ArcMap Field Calculator: Identifying Unique Cases, Single Field

Seems like a lot of people are finding the ArcMap Field Calculator examples that I have posted useful so I will make an effort to post more of them. Most posts are generated after I do something and think that others might want to know how to do it. (Or so I can go back and remember how I did something without re-inventing it).

Something I did today was create a field (!Case!) and then populated this with a unique identifier for each different value (case) that occurred in a different field (!Feature!).

Note: python’s index statement is a 0-based search so the first case will have the value 0, the second will have 1, and so on. If you want to start the results at 1, you can make the last line: “return caseList.index(inValue) + 1”.

The basic structure for this is shown:

caseList = [ ]

def returnCase(inValue):
   global caseList

   if not inValue in caseList:
      caseList.append(inValue)

   return caseList.index(inValue)

ArcMap Field Calculator: Identifying Unique Cases, Multiple Fields

You may have noticed that this post–ArcMap Field Calculator: Identifying Unique Cases, Single Field–specifies “Single Field”. Yes, that was my version of a cliff-hanger post.

The basic structure I listed in that post can be expanded on to satisfy your needs. The example in my earlier post was case sensitive for example, you could modify it so it treats “a” the same as “A”.

Today’s example groups records into different cases based off the values of two fields, !county_c! and !feature! and required only minor modifications.

The calling line was modified from:

returnCase(!feature!)

to:

returnCase(!county_c!,!feature!)

to accommodate passing both values.

The function definition likewise was modified to accept two values, this:

def returnCase(inValue1):

to:

def returnCase(inValue1, inValue2)

And this line was added, creating a list from the two values passed in:

inValue = [inValue1, inValue2]

 

(Note: The same results could have be achieved by using the original function by creating the list in the calling statement:  returnCase([!county_c!,!feature!] )

 

caseList = [ ]

def returnCase(inValue1, inValue2):
   inValue = [inValue1, inValue2]
   global caseList

   if not inValue in caseList:
      caseList.append(inValue)

   return caseList.index(inValue)

ArcMap Field Calculator: Beware of Integer Division!

Apparently, if you post one time about ArcMap field calculator, you’re bound to get additional questions.  After my recent post about using field calculator to convert text values to numeric, someone asked about a problem they were having with another calculation they were having.
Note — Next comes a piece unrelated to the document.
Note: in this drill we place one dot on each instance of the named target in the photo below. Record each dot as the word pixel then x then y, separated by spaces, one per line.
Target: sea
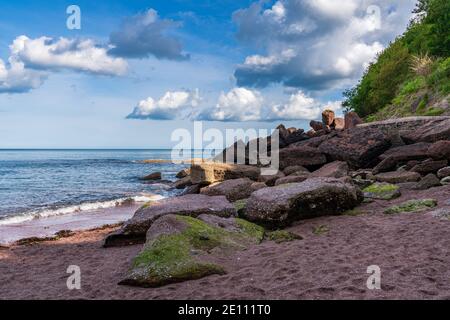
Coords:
pixel 38 184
The underlying problem was that python 2.6, which is installed with ArcGIS 10, uses integer division when both the numerator and denominator are integers. The result of integer division is an integer rounded towards negative infinity.

If you’re not aware of this (or forget) then you open yourself up to some unexpected results–they can be especially hard to catch if you are using it within a larger block of code.

In this example, I’m calculating a percentage but the result is 0 for all the records because of the rounding.

The easiest thing to do in this simple example is just convert one of the two value to a non-integer value. This can be done by multiplying by 1.0 (not just “1”, you need to include the “.0”) which is a float datatype. Multiplying one of the values by a float makes that value a float and integer division no longer applies & we end up with a happy GISer.

Another option if you are using a Codeblock is to include “from __future__ import division” in your code block. Python is slowly moving away from using integer division and the ___future___ module overrides the default behavior.